The answer always depends on the specific objectives and requirements of the industry, but the answer always depends on the specific requirements of your specific company and the needs of the company.
Nevertheless, we have compiled a list of five tips for using technology during a pandemic. Unlike traditional phone lines, cloud-based telephone systems allow users to make and receive calls over the Internet. This means that employees can make calls at any time, provided they have a suitable device with an Internet connection, and this flexibility is crucial, which means that employees, whether they own a house or not, can make calls from home even if the lockout continues.
In addition, unlike traditional telephone lines, cloud-based telephone systems do not require a telephone number or any other physical contact with the customer. In addition, call costs are significantly lower, meaning businesses can save money by improving remote control and customer experience. Cloud-based phone numbers also help maintain a touch of professionalism and credibility, meaning that employees can still communicate with their customers over the Internet when they work from home.
If the lockout has taught us anything, it is how important it is to maintain effective communication and cooperation. The ability to communicate via messages, video and audio calls allows teams to stay in touch with their customers, customers and customers, as well as other employees. At Covid, task management systems are already increasing, with teams in Asana, Monday and Microsoft recording their work from afar. This means that multiple team members can edit and update documents without having to create revised versions of the same document, creating confusion.
There is an increased risk for those who work remotely, and cyber criminals are working harder than ever to catch you when you feel most disturbing and vulnerable. In fact, there has been a number of scams related to this in recent months. Cybercriminals pose as government or health officials to get your information, but they forget it.
If you are working from home at the moment, it is particularly difficult to control what devices your employees use at work and how they use them. You need a way to ensure that employees stay safe online, and you can’t do that without proper security measures.
Cyber security training means that employees learn how to increase their security awareness and prevent them from clicking on false links and falling victim to fraud. During this training I was fascinated by Netstars offer, because the employees also receive simulated scam emails. When employees click on one of these emails, they are informed that it is a simulated scam and are also trained to ensure that the security awareness of employees is fully up to date and up to date.

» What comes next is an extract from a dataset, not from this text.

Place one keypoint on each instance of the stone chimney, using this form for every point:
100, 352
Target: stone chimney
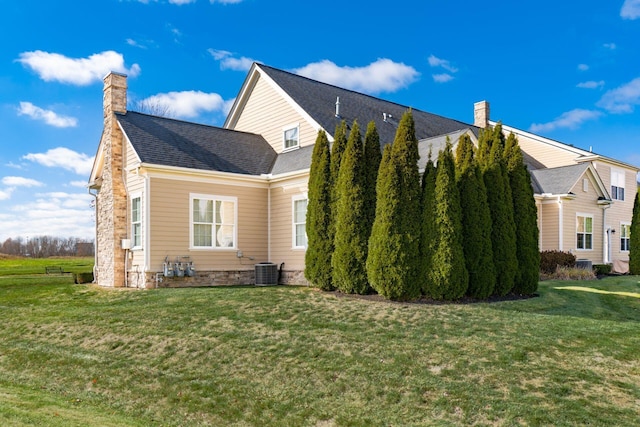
111, 215
481, 114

This is absolutely crucial because it will allow professionals to continue working normally once the closure is in place. If your data is stored in the cloud, you can access Provided you have a stable Internet connection. Indeed, flexible working conditions are projected to persist even during a shutdown, owing to the lack of Internet access in many parts of the world.
A great way to add an extra layer of protection to your business is to introduce multifactor authentication. Businesses need to adapt to ensure their employees have access to all the files they need, and this is the perfect solution if your security measures are “top-of-the-range” as described above.
The law requires users to verify their identity in two or more ways in order to log into a system, device or application: by entering a username and password or by entering a passcode sent by SMS or a specific mobile application. Once a cyber criminal gains access to your username or password, he can log into any of your systems, devices or applications, even if the secondary option of verification is often personal.